“In my country we go to prison first and then become President. ” ― Nelson Mandela

The day started off in style with a delightful buffet breakfast at Ginja Restaurant overlooking the harbour.

We tucked into fruit, yoghurt, granola, a wide range of cured meats, smoked salmon, even endless oysters were an option. Then of course there were plenty of pastries to munch on. We were also allowed bottomless drinks (freshly squeezed juices, champagne, tea and coffee).

Feeling full and satisfied it was time to head over to our pre booked boat to Robbin Island. We boarded just before our alloted time at 11am and were soon on our way. The journey took around 45 minutes. We were able to sit upstairs with a shelter and wander around to the front of the boat.

Despite the day being very hot, the sea wind was extremely cooling. I would recommend bringing a hoody. We spotted a seal along the side of the boat. When he saw us he flipped over in a rush to get away from the loud engine.

Pulling up to the island it was bigger than I expected (the equivalent of 38 football fields). Groups of us were directed to buses, each of which had a guide. The bus then toured the island stopping off at certain points.

The first stop was the visitors center for the political prisoners. This was where families would be allowed to visit. They had to sit behind a glass screen and only speak in English or Afrikaans.

Not only were political prisoners kept on the island but also those suffering from leprosy or mental health (referred to as lunatics at the time).

We passed many dilapidated graves of those who died on Robbin island. The total of which was 1500.

The bus stopped at a disused lime quarry. The lime extracted was used to bind roads and buildings. Prisoners were forced to work day in day out. They had only hand-pick axes. Conditions were very rough. Many becoming partially blind from the sun glare on the rocks. The shifts lasted 8 hours and there were no toilet facilities other than a bucket available. What may have started off as a 6 month prison sentence often turned into 13 years of slogging at the mine.

The quarry was shut in 1978. In 1995 there was a reunion for the freed men on the island.
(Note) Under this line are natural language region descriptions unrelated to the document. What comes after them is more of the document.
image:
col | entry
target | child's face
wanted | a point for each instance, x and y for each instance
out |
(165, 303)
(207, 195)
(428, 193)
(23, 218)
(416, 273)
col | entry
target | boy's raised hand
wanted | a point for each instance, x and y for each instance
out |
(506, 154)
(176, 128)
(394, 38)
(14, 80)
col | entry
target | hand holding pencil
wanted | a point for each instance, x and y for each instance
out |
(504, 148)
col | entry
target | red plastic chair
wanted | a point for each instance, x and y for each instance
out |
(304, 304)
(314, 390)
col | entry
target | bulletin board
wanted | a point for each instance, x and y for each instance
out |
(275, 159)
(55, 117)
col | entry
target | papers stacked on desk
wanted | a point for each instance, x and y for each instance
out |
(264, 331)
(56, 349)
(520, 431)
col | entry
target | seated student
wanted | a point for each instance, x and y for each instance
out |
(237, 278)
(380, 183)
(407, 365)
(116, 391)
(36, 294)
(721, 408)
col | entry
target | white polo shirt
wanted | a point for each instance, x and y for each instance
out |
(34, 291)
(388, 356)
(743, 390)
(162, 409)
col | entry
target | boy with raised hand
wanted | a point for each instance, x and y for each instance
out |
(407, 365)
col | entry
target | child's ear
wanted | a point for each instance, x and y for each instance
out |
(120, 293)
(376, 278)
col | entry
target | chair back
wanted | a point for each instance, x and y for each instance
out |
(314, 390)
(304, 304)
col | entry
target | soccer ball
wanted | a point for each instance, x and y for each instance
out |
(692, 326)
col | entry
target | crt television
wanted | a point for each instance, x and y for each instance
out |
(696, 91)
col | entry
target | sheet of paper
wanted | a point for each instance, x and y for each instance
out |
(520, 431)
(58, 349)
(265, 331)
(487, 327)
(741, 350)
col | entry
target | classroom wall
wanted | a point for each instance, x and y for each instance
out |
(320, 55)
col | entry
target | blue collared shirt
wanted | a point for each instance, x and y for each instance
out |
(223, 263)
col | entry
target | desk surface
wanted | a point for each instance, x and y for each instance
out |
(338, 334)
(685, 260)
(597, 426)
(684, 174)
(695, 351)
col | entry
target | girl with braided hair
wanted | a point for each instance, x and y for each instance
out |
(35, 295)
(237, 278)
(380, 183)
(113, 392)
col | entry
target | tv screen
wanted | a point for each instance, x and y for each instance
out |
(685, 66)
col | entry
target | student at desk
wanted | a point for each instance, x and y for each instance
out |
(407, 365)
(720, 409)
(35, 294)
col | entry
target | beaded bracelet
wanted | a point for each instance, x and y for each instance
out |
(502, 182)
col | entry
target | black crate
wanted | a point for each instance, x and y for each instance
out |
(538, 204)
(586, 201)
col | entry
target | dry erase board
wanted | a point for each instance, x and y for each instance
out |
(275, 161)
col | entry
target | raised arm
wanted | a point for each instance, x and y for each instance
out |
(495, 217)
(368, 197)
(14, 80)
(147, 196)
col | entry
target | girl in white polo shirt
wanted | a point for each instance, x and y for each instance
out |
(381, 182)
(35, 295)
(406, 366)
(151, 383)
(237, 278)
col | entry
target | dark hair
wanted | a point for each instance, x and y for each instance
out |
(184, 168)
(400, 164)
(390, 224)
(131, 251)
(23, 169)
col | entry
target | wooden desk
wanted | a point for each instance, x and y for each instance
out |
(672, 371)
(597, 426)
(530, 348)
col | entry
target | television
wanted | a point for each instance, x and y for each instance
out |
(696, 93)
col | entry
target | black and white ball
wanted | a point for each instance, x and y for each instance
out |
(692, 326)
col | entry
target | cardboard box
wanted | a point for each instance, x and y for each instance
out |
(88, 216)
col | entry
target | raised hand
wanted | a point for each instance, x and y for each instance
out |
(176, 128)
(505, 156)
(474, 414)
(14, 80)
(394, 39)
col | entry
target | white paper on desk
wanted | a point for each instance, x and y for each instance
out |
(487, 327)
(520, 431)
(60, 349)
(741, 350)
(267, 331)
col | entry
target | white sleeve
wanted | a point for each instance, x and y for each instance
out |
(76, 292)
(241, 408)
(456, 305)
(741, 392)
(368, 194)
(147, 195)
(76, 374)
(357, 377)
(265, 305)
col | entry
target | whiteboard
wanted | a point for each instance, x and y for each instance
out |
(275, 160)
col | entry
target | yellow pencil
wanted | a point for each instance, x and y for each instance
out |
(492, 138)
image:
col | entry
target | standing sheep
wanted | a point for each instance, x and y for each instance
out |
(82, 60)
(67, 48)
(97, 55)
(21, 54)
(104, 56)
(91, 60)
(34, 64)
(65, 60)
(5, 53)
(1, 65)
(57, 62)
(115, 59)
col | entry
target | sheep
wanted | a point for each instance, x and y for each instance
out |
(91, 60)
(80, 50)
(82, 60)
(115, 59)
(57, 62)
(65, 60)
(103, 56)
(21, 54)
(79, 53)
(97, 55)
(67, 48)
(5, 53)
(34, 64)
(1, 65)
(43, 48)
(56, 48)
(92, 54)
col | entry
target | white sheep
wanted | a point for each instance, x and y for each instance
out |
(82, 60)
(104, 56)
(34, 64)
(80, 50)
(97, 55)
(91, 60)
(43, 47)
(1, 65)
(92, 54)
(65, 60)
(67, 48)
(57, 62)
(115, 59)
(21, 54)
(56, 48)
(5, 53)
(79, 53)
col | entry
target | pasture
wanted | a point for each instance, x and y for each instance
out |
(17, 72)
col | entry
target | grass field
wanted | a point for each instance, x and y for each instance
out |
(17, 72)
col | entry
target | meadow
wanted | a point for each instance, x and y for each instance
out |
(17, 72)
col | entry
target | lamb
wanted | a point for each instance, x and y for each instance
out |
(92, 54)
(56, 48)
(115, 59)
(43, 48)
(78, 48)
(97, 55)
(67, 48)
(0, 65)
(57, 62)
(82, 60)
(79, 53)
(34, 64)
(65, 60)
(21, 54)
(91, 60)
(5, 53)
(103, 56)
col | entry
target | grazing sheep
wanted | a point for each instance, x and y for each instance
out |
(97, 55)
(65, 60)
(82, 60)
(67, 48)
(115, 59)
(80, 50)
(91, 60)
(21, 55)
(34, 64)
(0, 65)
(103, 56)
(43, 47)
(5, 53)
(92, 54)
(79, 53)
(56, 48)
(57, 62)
Nelson Mandela reenacted what he and may others were made to do at the mine. He made a speech and afterwards laid down a stone. Many others followed him in placing stones next to the quarry forming a pile. This is pictured on the South African bank-note. It symbolises the triumph of the human spirit.

We also saw a few religious temples on the island. One mosque and a couple of churches. If a child was born on the island the church would raise a pink flag for a girl and a blue flag for a boy. However, if the child was a prisoners, the baby would be sent away and adopted by someone on the mainland. A total of 41 children were taken from their parents.

Today 120 people live of the island. Children take the ferry to the mainland to get to school.

After our bus tour of the island we heard from an ex prisoner named Thulani. He was arrested in 1984 for being involved in the African National Congress. Thulani remained in prison for five years. We heard about the hardship he and his fellow inmates endured. He spoke about the torture methods used. The most shocking being; the guards would dig a hole in the sand and bury the prisoners leaving their head above the surface. The guards would urinate on prisoners or simply leave them sweltering in the heat.

In addition, the guards would create a false sense of superiority among the prisoners. For example, different races would be treated differently. Asians would be given something that the blacks were not. For instance a tiny bit more food. Depending on the race of the prisoner they would have a different meal. None of the meals were nutritious but prisoners were separated in this way.

Letters written home were checked and scratched out so that the whole message was not seen.

Prisoners taught each other all they knew. Those that were illiterate were taught to read by those that were educated. Prisoners who were on meal duty would pass round messages from Nelson Mandela and other political leaders. Notes would be about politics and current affairs. In this way prisoners could keep up to date with what was happening outside. It also gave them much-needed hope.

We saw Nelson Mandela’s cell along with huge dorm rooms sleeping 40 people. The prison block was built by prisoners.

Once we toured the island it was time to get the ferry back to the mainland.

With heavy hearts we took a taxi to Cliffton Beach. Sitting in the shade behind some rocks I watched the vast ocean. The waves were ferocious. I thought back to Robbin Island, escaping would be simply impossible, the sea was bitterly cold and the waves humongous.

Groups of people started congregating with yoga mats. Two huge speakers were put up. I decided to walk over. I only had my scarf but that would do. I joined the big group of people and enjoyed an hour yoga class. Turns out it was an event that happens only once a year. I felt very lucky. Balancing in tree pose I focused on a point on the horizon. I listened to the calming waves and watched the sun set behind the clouds. I was overwhelmed with a feeling of freedom. I felt intense gratitude that I was able to be there in that moment, in South Africa practicing yoga.

It was the perfect end to our wonderful holiday.